Diese Maßnahmen tragen der standortbezogenen Aufstellung des Konzerns, seiner neuen Strategie und der aktuell angespannten Bilanzsituation Rechnung. Verwaltungsrat und Geschäftsleitung der Gruppe beabsichtigen, die Produktion bis Ende 2023 am Standort Sulgen zu konzentrieren. Hauptsitz und Geschäftsleitung bleiben in Hochdorf. Erlöse aus dem geplanten Verkauf der Grundstücke und Gebäude in Hochdorf werden bilanzfreigestellt.

Hochdorf hat in den letzten Quartalen mitgeteilt, dass es gelungen ist, seine Geschäftstätigkeit zu stabilisieren und einen Teil der Vermögenswerte des Unternehmens zu verkaufen oder zu schließen. Die Gruppe hatte jedoch immer noch eine übermäßige Schuldenlast von rund 100 Millionen CHF / 109,4 Millionen USD (ohne Hybridanleihen von 125 Millionen CHF / 136,8 Millionen USD), die auf eine zukunftsgerichtete Strategie zurückgeführt wurde, die das Unternehmen 2019 für gescheitert sagte.

Maßnahmen zur weiteren Effizienzsteigerung und Kosteneinsparung seien notwendig, um das operative Geschäft langfristig auf eine nachhaltige Basis zu stellen und wieder in die Gewinnzone zu kommen. Um den weiteren Schuldenabbau und die Rückkehr zur Profitabilität sicherzustellen, wird die Produktion am Standort Sulgen fokussiert und optimiert.

Das Unternehmen betreibt derzeit zwei Standorte, Hochdorf und Sulgen, wo Sulgen bereits rund doppelt so viele Produktionsmitarbeiter beschäftigt wie Hochdorf.

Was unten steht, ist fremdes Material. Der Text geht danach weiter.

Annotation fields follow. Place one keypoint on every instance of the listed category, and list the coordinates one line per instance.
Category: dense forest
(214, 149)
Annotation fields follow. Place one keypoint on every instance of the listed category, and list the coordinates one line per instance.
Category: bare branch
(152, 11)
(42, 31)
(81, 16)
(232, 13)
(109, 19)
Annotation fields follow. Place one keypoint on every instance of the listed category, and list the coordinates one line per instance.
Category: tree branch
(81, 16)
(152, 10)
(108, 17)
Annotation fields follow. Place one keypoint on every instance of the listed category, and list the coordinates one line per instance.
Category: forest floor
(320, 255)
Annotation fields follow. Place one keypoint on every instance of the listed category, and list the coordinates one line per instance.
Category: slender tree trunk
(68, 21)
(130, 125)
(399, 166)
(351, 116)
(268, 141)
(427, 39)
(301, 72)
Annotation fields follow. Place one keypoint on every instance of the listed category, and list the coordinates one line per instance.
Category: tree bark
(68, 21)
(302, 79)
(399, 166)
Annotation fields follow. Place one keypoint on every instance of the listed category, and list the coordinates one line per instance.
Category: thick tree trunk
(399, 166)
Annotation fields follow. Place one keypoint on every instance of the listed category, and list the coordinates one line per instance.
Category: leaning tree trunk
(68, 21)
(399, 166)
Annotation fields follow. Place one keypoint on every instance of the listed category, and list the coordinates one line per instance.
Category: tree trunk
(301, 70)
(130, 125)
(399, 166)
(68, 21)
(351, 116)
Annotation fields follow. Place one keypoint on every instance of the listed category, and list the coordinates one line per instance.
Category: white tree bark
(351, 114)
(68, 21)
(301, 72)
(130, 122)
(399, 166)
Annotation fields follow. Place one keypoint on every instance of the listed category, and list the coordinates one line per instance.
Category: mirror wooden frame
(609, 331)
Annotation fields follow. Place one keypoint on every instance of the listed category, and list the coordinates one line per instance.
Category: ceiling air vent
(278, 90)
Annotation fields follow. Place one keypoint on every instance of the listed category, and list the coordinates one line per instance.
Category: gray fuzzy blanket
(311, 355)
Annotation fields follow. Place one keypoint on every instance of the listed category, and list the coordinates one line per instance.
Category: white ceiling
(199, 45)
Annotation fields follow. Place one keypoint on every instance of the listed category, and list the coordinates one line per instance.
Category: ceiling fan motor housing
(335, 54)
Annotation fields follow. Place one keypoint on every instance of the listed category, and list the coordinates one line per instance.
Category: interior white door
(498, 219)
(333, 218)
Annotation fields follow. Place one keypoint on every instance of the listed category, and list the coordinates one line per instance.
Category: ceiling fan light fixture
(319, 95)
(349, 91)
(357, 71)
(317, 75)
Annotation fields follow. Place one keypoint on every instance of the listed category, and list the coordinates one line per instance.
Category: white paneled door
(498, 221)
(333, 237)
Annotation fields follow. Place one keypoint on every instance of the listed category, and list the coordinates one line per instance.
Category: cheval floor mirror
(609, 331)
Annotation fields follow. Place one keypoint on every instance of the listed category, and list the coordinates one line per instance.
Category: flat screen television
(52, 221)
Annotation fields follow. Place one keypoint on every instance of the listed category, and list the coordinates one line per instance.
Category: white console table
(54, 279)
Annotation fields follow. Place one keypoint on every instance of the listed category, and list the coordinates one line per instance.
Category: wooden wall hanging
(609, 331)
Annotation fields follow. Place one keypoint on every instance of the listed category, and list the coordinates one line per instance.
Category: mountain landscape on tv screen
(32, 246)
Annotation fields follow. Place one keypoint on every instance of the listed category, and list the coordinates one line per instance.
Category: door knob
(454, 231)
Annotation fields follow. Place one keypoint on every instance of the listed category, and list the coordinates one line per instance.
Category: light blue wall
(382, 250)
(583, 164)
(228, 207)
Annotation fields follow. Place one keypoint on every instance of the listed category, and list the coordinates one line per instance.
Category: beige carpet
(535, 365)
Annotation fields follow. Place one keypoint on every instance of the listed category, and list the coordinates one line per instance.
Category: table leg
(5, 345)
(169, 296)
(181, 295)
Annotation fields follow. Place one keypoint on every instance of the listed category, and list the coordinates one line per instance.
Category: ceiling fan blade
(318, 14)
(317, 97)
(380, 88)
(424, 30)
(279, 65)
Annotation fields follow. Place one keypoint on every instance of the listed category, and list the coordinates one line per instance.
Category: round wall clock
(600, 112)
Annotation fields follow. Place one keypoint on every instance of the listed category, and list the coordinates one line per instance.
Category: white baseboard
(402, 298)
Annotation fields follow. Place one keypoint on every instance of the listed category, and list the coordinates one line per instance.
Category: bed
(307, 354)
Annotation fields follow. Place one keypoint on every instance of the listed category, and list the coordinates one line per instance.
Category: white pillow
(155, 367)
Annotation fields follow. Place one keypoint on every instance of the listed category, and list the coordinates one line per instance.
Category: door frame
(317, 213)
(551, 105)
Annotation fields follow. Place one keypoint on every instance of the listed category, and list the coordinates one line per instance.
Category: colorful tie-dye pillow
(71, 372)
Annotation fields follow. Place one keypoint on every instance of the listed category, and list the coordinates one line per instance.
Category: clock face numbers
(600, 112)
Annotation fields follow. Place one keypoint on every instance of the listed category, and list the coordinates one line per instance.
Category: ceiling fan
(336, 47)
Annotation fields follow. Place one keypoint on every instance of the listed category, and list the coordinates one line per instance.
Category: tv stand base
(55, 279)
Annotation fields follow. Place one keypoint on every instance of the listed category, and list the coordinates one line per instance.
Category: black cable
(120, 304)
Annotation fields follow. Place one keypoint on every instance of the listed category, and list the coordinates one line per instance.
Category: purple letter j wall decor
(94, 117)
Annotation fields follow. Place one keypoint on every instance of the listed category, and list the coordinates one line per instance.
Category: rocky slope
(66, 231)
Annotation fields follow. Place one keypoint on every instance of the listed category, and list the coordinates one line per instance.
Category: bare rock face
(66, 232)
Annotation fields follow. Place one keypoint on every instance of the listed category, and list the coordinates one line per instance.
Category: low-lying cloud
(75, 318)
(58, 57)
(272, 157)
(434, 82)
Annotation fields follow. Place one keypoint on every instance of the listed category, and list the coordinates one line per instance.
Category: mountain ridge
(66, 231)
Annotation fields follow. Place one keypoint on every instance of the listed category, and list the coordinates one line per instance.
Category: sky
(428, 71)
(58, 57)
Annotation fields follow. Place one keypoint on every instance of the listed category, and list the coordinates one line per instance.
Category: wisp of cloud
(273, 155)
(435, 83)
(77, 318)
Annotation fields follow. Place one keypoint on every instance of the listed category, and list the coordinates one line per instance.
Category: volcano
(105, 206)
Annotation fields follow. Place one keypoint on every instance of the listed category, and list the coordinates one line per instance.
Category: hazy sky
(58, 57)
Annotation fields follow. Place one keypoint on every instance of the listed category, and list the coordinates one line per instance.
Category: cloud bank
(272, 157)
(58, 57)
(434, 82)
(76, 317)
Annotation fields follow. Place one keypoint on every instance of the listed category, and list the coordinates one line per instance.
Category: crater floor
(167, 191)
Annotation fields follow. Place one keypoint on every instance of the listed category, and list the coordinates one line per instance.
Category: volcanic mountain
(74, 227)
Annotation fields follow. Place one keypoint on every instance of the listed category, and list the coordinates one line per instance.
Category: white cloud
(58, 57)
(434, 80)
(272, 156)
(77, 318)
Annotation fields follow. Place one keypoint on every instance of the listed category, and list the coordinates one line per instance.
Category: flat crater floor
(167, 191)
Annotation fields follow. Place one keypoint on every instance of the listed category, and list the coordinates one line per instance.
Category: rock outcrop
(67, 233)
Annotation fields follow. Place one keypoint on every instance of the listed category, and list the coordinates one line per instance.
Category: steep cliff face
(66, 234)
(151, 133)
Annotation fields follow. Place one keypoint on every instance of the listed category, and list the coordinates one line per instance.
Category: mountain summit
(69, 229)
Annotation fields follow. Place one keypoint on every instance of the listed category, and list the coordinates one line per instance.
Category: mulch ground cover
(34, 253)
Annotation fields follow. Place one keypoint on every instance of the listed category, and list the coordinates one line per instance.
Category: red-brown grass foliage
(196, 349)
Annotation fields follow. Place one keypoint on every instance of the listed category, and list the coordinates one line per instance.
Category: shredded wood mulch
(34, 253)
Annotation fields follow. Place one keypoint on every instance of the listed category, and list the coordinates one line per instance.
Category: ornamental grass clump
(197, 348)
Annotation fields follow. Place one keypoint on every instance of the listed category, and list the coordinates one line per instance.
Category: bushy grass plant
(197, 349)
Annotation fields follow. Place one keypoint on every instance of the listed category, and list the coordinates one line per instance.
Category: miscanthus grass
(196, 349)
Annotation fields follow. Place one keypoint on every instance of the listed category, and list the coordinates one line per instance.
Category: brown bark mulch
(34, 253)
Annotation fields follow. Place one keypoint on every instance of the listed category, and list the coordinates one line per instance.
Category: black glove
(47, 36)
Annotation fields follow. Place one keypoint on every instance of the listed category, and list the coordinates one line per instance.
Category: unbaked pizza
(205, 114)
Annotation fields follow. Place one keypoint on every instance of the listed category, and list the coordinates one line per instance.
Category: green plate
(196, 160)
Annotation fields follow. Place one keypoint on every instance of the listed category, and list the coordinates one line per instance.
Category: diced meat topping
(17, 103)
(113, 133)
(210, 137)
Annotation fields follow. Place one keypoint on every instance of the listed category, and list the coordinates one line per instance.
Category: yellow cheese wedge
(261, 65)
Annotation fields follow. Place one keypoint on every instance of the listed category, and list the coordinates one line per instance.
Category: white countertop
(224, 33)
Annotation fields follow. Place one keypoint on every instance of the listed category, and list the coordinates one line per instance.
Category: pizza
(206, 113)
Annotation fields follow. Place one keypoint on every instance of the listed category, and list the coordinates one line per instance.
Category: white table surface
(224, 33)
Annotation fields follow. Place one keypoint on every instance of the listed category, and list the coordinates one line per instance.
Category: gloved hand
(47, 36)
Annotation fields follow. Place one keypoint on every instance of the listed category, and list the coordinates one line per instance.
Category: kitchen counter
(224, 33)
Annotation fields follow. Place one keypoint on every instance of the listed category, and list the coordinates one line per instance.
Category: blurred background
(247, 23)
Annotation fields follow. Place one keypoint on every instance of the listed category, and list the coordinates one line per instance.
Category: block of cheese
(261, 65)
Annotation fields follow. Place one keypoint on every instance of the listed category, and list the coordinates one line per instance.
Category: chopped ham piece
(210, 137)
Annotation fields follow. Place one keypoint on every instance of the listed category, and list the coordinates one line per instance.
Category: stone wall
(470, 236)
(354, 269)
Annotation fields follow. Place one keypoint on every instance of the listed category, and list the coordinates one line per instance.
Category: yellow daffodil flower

Das Werk Sulgen verfügt über Einrichtungen für eine Kinderbetreuung und ausreichende Kapazitätsreserven für die zukünftige strategische Entwicklung. Hochdorf sagte, die Verlagerung würde das Werk Sulgen auf breiter Front profitabler machen, die Menge der verarbeiteten Rohstoffe und damit auch die Anlagenauslastung erhöhen. In das Werk in Hochdorf müssten in den nächsten Jahren große Investitionen getätigt werden, die für das Unternehmen wirtschaftlich nicht vertretbar seien.